Accueil > Février / Mars 2015 / N°29

« C’est un peu facile de décider ce qui doit être bien, sans voir qu’on est en train de crever. »

Les tournées de distribution du Postillon sont toujours ponctuées de scènes plus ou moins étonnantes dans les bureaux de tabac. Des fois on assiste à des discussions passionnées entre le buraliste et des clients. Des fois on attend des plombes parce qu’il y a une queue de malade, et on est toujours surpris par tous ces gens qui fument, jouent à des jeux de hasard et – beaucoup moins – achètent des journaux. Des fois on a droit à des retours des acheteurs (« vous êtes pas assez ci ou trop ça »), à des encouragements, à des petites vannes, ou à des conseils amicaux de la part du buraliste. Souvent on en ressort fatigué mais amusé.

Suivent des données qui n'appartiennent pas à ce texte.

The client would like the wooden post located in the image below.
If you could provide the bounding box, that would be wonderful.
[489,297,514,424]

Pendant la tournée de distribution du numéro 28, un de nos livreurs s’est fait alpaguer au tabac-presse de la place du marché de la Villeneuve. Mourad le buraliste et Dalila, qui tient le magasin de robes d’à côté depuis dix-huit ans (« mais j’ai commencé vachement jeune, hein, faut pas croire que je suis vieille ») étaient en pleine discussion, plutôt remontés.

Mourad : La précédente municipalité avait un projet d’urbanisme, qui prévoyait de déménager les commerces de la place du marché au rez-de-chaussée du parking-silo. Au début, tous les commerçants étaient un peu frileux.

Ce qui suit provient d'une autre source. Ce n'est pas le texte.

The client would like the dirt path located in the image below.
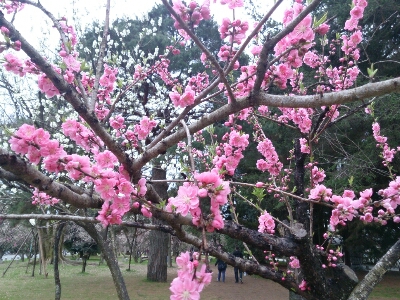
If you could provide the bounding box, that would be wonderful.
[189,266,288,300]
[165,265,400,300]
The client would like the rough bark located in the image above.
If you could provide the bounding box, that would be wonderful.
[78,222,130,300]
[54,223,66,300]
[348,239,400,300]
[147,167,169,282]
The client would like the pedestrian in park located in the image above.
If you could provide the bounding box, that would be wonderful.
[215,257,227,282]
[233,246,243,283]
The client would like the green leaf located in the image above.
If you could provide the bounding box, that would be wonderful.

Dalila  : J’étais pas trop chaude pour ce transfert. Mais ils nous l’ont vendu comme des témoins de Jéhovah. Ils nous ont persuadés que deux cent mètres plus loin, en traversant une route, les gens avaient plus d’argent, que tout serait merveilleux. Au début je me disais qu’ils se foutaient de notre gueule : ils voulaient changer la décoration mais la réalité resterait la même. Et puis petit à petit, des gens avec un peu d’argent sont partis, le bar a fermé, la boucherie a fermé, la boulangerie a commencé à galérer... Les habitants qui restent sont les plus pauvres. Presque tous ceux qui le peuvent se barrent. Alors avec Mourad on a fait tout ce qu’on a pu pour attirer des gens ici, on en était presque à faire des chorégraphies ou des strip-teases, mais bon t’as vu comment il est foutu Mourad... Et puis finalement on s’est dit « ben ouais si on veut survivre il faut aller là-bas ».

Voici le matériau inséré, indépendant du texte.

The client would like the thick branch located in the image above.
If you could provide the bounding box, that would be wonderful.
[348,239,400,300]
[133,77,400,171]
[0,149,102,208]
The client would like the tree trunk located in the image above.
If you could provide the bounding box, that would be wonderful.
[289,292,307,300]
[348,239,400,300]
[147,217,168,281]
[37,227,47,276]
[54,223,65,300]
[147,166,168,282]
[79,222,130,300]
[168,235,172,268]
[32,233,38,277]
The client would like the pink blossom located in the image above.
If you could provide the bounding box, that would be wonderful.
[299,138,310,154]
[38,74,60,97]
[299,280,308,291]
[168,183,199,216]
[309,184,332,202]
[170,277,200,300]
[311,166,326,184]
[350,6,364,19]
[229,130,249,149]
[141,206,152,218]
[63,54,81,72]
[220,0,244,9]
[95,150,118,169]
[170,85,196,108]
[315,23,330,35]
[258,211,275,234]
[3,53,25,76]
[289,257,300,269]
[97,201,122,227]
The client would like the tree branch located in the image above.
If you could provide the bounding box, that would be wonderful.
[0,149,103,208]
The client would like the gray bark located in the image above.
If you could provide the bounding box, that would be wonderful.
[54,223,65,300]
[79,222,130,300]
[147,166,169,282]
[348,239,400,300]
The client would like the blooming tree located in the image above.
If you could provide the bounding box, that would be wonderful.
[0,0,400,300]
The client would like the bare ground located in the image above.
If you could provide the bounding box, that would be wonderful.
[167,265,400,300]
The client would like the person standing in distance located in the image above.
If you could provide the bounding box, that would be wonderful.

Mourad  : Le quartier est en déclin, les gens sont de plus en plus pauvres, consomment peu ou pas. J’ai l’impression que ça a vraiment changé depuis six-sept ans. On constate tous une chute du chiffre d’affaires. Mon chiffre d’affaires en cigarettes est moins important qu’il y a dix ans alors que le prix des clopes a quasiment doublé : et ce n’est pas parce que les gens fument moins. Il n’y a plus de tabacs non plus sur la place des Géants, ni au Village olympique. Un tabac dans ce quartier, avec tous les gens qui habitent autour, ça devrait marcher. Mais regarde, on est un vendredi il est à peine 17h et il n’y a pas un chat sur cette place. La Villeneuve s’est vachement appauvrie. Ce déménagement nous a finalement semblé une belle opportunité parce qu’on allait se retrouver près du tram et du Simply, avec plus de passages. Parce que ça allait nous permettre de ne pas crever. Et on n’avait pas l’impression d’handicaper les gens en allant deux cents mètres plus loin.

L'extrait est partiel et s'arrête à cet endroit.